The GDPR also overlaps with more contemporary policies such as the Data Act (2022), thus creating a complex patchwork of regulation that smaller players don’t have the resources to grasp. Adding to the fact that the regulation lacks clarity regarding its definition and scope, one could have easily anticipated the calls to policy makers to rethink the framework and allow for the whole EU ecosystem to thrive.
The Data Governance Act (DGA)
Re-using data can be of great benefit to society both at home and abroad. Expected to come into force in September 2023, the DGA states that strict safeguards are needed when providers of data intermediation services transfer personal data, commercially sensitive data and non-personal data when this can result in a conflict with Union law or the law of relevant Member States. Hitherto, the re-use of these categories of data was infrequent and always in the hands of Member States. Thus, the DGA establishes strict rules for re-users that aim to transfer confidential data to non-EU countries (stricter conditions may apply to highly sensitive data, such as health data).

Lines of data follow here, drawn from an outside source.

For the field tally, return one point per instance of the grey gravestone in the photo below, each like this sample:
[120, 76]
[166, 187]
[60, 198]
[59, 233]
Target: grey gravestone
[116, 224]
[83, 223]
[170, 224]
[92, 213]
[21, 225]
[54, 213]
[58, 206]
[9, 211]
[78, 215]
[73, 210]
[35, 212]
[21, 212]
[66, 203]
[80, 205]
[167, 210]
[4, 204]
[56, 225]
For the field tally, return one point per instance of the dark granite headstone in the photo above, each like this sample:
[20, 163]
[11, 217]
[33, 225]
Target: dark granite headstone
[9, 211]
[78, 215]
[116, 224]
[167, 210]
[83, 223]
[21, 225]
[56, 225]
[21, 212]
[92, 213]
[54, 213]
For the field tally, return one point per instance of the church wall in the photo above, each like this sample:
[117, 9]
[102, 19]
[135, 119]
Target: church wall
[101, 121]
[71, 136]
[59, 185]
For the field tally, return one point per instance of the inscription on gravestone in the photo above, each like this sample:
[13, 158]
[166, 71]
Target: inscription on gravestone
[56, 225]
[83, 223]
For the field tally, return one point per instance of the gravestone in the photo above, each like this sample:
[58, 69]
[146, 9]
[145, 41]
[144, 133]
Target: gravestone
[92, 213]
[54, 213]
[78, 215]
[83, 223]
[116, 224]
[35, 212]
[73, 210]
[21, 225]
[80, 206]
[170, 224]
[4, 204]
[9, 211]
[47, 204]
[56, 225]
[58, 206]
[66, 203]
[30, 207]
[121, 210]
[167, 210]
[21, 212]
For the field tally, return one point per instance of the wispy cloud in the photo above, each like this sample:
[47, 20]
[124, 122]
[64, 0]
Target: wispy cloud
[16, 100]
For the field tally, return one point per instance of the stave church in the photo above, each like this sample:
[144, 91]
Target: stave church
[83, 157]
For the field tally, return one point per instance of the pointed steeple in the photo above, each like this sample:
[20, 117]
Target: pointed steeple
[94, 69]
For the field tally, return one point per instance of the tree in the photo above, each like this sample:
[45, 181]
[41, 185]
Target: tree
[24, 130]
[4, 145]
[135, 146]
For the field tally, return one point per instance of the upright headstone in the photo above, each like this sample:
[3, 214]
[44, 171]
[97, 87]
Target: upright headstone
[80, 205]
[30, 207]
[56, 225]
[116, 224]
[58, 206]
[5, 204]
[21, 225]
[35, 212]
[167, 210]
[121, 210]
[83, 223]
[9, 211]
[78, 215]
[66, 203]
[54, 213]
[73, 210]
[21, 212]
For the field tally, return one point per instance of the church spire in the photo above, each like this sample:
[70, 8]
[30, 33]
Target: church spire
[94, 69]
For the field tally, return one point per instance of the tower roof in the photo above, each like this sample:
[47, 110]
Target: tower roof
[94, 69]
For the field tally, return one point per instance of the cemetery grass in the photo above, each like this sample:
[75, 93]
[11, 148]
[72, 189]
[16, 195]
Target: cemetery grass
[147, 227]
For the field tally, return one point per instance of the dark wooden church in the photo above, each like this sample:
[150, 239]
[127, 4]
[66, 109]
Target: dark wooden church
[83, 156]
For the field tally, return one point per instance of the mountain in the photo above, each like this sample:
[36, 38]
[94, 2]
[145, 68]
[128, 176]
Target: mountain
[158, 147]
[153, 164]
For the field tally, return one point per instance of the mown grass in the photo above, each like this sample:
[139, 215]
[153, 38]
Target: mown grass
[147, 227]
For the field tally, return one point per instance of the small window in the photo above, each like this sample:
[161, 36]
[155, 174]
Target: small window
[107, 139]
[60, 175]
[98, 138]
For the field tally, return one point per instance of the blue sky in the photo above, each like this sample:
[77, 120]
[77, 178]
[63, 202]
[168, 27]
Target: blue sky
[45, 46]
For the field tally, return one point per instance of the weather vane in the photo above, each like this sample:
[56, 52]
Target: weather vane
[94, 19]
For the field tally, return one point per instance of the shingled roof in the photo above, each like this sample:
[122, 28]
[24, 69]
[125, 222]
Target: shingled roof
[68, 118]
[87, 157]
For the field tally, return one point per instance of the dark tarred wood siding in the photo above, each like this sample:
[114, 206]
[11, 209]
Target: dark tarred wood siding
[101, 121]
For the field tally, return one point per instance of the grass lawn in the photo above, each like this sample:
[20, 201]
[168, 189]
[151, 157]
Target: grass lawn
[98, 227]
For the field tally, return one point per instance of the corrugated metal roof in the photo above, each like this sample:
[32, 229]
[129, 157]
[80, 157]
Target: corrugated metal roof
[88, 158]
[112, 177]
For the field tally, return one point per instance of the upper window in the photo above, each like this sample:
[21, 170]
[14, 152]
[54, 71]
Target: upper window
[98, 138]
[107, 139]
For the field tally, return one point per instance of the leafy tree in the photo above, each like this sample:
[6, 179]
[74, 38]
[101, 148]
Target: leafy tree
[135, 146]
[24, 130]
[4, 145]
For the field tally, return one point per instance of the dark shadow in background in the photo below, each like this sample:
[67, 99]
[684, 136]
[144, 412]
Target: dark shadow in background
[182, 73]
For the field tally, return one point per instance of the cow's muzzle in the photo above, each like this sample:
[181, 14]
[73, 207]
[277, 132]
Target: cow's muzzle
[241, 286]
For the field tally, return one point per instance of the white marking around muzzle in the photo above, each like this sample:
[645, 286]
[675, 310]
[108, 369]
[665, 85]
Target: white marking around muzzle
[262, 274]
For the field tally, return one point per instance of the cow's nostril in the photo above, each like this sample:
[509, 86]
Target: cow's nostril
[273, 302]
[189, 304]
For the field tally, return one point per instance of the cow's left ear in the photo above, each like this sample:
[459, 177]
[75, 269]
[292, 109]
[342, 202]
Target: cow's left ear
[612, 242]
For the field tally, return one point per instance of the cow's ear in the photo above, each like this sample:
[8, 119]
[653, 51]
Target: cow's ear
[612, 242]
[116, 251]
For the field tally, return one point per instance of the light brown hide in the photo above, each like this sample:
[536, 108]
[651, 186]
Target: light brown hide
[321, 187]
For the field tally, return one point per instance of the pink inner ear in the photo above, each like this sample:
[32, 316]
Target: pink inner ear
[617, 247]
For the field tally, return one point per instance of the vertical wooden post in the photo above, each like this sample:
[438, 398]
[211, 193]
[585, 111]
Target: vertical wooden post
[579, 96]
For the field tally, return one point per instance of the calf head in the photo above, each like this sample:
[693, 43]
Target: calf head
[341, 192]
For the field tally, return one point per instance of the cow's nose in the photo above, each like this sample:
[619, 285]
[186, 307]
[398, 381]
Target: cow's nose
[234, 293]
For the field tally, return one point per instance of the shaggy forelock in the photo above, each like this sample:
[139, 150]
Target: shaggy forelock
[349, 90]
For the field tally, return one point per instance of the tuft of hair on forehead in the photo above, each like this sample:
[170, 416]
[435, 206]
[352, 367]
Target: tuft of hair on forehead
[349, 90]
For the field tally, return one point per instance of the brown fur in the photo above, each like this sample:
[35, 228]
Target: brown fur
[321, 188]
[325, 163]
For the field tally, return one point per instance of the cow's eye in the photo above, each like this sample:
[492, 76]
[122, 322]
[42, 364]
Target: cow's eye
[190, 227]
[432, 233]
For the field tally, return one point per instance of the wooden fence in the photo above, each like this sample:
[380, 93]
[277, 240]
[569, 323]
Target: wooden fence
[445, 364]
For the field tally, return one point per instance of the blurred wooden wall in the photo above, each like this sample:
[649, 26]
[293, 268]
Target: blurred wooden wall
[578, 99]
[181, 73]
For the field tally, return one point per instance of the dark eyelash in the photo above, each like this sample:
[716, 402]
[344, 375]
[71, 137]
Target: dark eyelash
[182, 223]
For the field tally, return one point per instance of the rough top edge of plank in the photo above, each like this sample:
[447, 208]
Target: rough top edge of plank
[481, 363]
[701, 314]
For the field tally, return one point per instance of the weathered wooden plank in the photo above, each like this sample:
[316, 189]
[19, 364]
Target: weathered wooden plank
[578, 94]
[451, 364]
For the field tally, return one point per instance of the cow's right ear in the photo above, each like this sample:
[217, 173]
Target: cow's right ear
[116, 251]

However, the DGA may have detrimental effects for startups. Indeed, when there is no adequacy decision or international treaty stipulating whether a provider of data intermediation services can transfer data relevant to this legislation or not, it is up to the provider to determine whether sharing data outside the EU goes against EU law. Placing the legal onus on startups to decide whether their data will be treated with an equivalent level of protection and when to deny access creates legal uncertainty.
The Data Act
Although still in trilogues, the Data Act is expected to create a legal framework to promote data sharing across the Union. It will do so by setting new guidelines for sharing industrial data aimed at protecting non-personal data covered by intellectual property rights and trade secrets. Like the GDPR and the DGA, the Data Act establishes new requirements to access and transfer non-personal data held in the EU when this is in contradiction with Union law or the national law of any relevant Member State. Like under the GDPR, data may only be transferred to non-EU countries that guarantee a level of IP and trade secret protection equivalent to the EU’s.
Because personal and non-personal data are often mixed in datasets, it is increasingly hard to distinguish them. Given that IP and trade secret protection rules apply regardless of the nature of data, it can be unclear for startups whether the GDPR or the Data Act applies. While Article 27 of the Data Act builds on Article 48 of the GDPR, the two provisions contain different rules and can lead to misinterpretation. More clarifications are consequently needed for startups to possess greater legal certainty. It would be helpful that when datasets are mixed with personal and non-personal data and there is no adequacy in place to govern data flows between the Union and another country, other options, such as SSCs under GDPR, are enough to meet the requirements of the Data Act. Otherwise, startups may face excessive legal uncertainty when handling data transfers under this regime.
This complex patchwork of regulations makes it very difficult for startups, actors with inherently fewer resources, to transfer data outside the EU. This is why Adequacy agreements, such as the Privacy Shield, between different jurisdictions are essential to startup ecosystems – they facilitate startups’ legal compliance, provide legal certainty and enable safe cross-border data transfers.